The rapid advancement pervasiveness of ICT—especially in Norway where use of converging information and communication technologies is one of the highest in the world—is radically changing the possibilities for technology enhanced learning (TEL). Technological advancements, a perspective on knowledge as a cultural artefact, and our understandings of teaching and learning have influenced changes in learning environments during the past four decades. This has created new conditions for society and for its institutions that are challenging our basic assumptions about the nature of learning, teaching and educational activities in modern knowledge societies.

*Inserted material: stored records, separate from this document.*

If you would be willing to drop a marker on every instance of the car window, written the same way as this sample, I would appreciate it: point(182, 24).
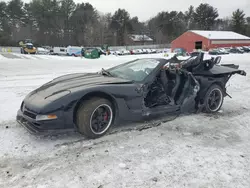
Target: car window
point(137, 70)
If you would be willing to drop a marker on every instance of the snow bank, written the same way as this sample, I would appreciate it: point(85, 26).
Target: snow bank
point(197, 150)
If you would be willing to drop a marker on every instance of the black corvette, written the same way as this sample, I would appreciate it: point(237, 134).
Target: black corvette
point(92, 102)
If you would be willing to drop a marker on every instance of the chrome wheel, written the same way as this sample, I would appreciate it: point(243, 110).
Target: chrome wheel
point(215, 100)
point(101, 119)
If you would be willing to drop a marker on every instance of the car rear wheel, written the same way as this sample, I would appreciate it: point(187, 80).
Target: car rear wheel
point(213, 99)
point(95, 117)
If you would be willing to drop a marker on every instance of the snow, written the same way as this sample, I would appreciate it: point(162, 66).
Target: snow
point(197, 150)
point(221, 35)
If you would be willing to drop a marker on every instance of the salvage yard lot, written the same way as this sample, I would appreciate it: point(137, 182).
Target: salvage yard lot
point(197, 150)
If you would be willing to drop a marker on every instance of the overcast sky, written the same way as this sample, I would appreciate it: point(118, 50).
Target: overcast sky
point(146, 9)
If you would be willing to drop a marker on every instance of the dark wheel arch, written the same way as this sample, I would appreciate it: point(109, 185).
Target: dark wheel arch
point(95, 94)
point(214, 88)
point(95, 117)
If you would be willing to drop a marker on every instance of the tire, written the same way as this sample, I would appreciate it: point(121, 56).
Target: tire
point(86, 113)
point(219, 96)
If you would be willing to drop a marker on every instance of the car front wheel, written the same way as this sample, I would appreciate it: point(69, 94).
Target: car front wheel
point(95, 117)
point(213, 99)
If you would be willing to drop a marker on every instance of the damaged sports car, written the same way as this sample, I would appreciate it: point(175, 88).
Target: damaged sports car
point(92, 102)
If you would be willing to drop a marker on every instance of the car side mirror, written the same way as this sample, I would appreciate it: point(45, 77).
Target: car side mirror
point(217, 60)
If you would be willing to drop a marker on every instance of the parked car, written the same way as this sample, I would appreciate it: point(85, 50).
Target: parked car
point(42, 51)
point(59, 51)
point(223, 51)
point(246, 49)
point(92, 102)
point(236, 50)
point(124, 52)
point(74, 51)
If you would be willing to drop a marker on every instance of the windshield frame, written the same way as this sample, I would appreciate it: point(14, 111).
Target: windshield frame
point(132, 61)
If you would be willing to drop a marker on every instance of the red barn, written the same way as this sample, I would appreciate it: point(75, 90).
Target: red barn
point(205, 40)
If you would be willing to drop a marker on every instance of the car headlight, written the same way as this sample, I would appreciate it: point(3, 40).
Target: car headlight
point(46, 117)
point(58, 95)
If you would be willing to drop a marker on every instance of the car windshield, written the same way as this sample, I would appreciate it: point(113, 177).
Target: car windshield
point(136, 70)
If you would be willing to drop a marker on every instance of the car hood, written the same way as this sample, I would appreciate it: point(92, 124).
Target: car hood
point(81, 80)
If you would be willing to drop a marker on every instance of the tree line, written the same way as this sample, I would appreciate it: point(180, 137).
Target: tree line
point(63, 22)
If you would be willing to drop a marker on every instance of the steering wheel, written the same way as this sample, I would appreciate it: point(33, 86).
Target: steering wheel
point(147, 71)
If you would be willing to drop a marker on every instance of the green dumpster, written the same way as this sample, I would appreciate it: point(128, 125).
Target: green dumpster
point(91, 53)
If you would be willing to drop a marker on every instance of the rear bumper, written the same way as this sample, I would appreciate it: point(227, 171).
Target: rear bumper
point(41, 127)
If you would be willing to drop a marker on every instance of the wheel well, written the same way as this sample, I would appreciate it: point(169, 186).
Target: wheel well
point(202, 95)
point(95, 94)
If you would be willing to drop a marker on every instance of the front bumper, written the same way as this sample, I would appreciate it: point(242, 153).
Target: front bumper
point(41, 127)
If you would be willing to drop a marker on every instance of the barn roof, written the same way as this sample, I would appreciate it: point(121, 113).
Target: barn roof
point(221, 35)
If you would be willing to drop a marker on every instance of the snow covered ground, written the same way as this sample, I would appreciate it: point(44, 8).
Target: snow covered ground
point(197, 150)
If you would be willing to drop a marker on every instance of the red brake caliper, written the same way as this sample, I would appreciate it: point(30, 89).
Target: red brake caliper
point(105, 116)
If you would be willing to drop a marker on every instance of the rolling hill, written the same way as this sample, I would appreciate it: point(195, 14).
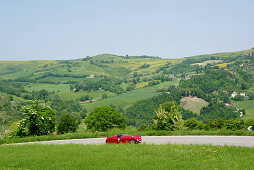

A fundamental challenge for TEL is how to design technology enhanced learning environments sensitive to the complex interconnections between pedagogical, technological and organisational issues and how to understand their use. First, this concerns an understanding of how humans interact and communicate while learning through technologies ranging from web-based applications or mobile devices to advanced multimedia systems and context aware and augmented reality. Second, it concerns further advancements in software applications and multimedia design and a deeper understanding of their affordances for human learning. Third, it concerns pedagogical designs and how central principles of learning and human development must be integrated into innovative learning environments in order to enable productive learning. Fourth, it concerns an understanding of infrastructural issues and how social organisations inhibit or afford the adoption of ICT mediated learning.
In this presentation I will focus on the design and use technology enhanced learning environments. I will show how my Scandinavian experience has influenced my perspective on ICT and on learning, thus helping shape my understanding of Technology Enhanced Learning. I will use examples from some of the projects in which I have been involved, with a focus on collaborative learning in distributed environments.